The photo had been taken at the exact moment he was buying the parking ticket. "Thankfully I'm somewhat a hoarder and had kept my ticket," explained the motorist on Reddit. "I checked the time of the ticket and it matches the exact time the ticket officer took the supporting photos! The scoundrel got us as we were down the road at the machine purchasing the ticket."
A photo attached to the post shows that the $12.50 ticket was purchased at 6.43pm — the same time that's stamped on the images included in the penalty notice.
The poster went on to say he'd submitted a review, and is hoping he provided enough evidence to get out of paying the fine. "Lesson learned," he wrote. "Always hoard. Or take photos of the ticket on your car's dash as evidence when parking in a ticketed area."

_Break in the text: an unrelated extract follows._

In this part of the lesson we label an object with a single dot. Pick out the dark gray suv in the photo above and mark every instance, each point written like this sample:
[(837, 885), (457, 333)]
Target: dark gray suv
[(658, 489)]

Yahoo News Australia reached out to Revenue NSW, however a spokesperson declined to comment on the matter, instead pointing to a webpage where drivers can request a review of their fine.
System 'putting people at risk'
A month earlier a Melbourne driver was caught out in similar circumstances. "On Saturday evening, I parked my car and went to the ticket machine to buy my parking ticket," Mark Perrett wrote on LinkedIn. "I returned to my car to find an infringement notice stuck to the windscreen."
The "very nice" parking officer was unable to revoke the ticket, instead advising Mr Perrett to call the City of Port Phillip the following Monday to cancel it. He did just that, only to be told he'd need to write a formal appeal to have the infringement withdrawn.
"As someone who has studied workplace violence in local government, and spend most of that time working with parking inspectors, I can't believe that we're still issuing infringements in this manner," he said. "It's letting everyone down and is putting people at risk."